Here, here at least, ye shall in all command:
Your minions execute what ye dictate;
Or with your own august, despotic hand
The tasty new-laid egg decapitate;
Deep draughts of true enjoyment in your coffee quaff:
Find in chops, charms you never found before.
O'er Punch's wild vagaries loudly laugh,
Peruse your Daily, Cornhill, Longman, or
In misty circles from a fragrant mead
Weave wondrous visions of health, wealth and power.
In short, conceive yourself Grand Turk indeed,
Take pleasure at a plunge and blessings in a shower.
If the manager of the Dalston establishment sang its praises to entice customers to share his enjoyment of the bath, then Thomas Owen, editor of the Oswestry commercial circular and a vice-president of the Vegetarian Society, seemed, in his verses, to be revelling in his ability to enjoy a Turkish bath late at night completely on his own. But this would be to misjudge one whose working hours precluded the use of a public bath during the daytime and who, according to the writer of his obituary, was always ready with good advice for those who sought good health.

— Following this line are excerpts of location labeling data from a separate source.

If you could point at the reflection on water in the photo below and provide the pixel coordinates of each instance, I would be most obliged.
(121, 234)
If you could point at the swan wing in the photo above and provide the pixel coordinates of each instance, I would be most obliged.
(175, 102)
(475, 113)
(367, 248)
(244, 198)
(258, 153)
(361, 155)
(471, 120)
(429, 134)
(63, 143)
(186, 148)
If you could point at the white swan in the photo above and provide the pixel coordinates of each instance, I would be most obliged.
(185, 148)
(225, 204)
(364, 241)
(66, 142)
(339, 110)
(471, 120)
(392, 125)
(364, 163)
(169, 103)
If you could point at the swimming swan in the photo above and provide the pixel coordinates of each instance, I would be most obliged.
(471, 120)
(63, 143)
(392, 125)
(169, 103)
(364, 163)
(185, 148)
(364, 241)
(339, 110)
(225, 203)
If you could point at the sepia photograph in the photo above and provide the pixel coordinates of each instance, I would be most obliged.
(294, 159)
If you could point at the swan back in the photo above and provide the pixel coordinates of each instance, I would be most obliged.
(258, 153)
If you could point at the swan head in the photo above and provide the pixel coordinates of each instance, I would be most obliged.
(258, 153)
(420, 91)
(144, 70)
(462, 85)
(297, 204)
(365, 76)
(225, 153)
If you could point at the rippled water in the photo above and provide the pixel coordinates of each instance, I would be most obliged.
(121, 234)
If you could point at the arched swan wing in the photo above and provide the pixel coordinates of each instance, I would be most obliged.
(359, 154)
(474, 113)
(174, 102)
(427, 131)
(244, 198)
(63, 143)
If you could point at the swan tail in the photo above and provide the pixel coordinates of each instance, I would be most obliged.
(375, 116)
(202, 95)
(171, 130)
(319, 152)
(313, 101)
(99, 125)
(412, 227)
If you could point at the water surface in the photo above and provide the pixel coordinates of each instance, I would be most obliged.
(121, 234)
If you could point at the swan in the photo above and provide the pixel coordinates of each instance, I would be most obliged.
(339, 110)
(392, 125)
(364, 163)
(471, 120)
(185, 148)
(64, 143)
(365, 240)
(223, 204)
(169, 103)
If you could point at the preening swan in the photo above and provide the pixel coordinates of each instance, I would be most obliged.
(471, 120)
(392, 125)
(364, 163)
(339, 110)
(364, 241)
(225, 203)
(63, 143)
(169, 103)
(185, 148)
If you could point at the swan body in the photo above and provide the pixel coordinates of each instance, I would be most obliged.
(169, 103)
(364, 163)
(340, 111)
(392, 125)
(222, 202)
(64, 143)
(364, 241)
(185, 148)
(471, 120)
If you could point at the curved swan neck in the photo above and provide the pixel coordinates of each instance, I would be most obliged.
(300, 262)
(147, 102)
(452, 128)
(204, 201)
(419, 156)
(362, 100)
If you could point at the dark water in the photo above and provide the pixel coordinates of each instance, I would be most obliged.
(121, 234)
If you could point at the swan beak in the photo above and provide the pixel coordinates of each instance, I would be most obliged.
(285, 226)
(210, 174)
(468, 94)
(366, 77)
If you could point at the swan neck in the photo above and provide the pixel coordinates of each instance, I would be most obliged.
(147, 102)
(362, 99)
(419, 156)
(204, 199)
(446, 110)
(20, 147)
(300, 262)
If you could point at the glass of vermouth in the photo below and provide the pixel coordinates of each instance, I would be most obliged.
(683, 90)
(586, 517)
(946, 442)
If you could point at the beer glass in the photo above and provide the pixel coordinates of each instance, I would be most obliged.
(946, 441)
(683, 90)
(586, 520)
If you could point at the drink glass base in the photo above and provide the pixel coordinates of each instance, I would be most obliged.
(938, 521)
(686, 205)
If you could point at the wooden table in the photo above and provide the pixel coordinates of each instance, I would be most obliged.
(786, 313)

'He erected a well-equipped Turkish bath at his residence in Mount-road, and attributed his good health to its habitual use; in fact, during the long period of 45 years he never had a day's illness. As an instance of his vitality, he learnt to cycle when 60 years of age, and frequently covered from 75 to 80 miles a day.' In 1912, Owen published a short booklet describing how he set about building his bath, and included these celebratory stanzas.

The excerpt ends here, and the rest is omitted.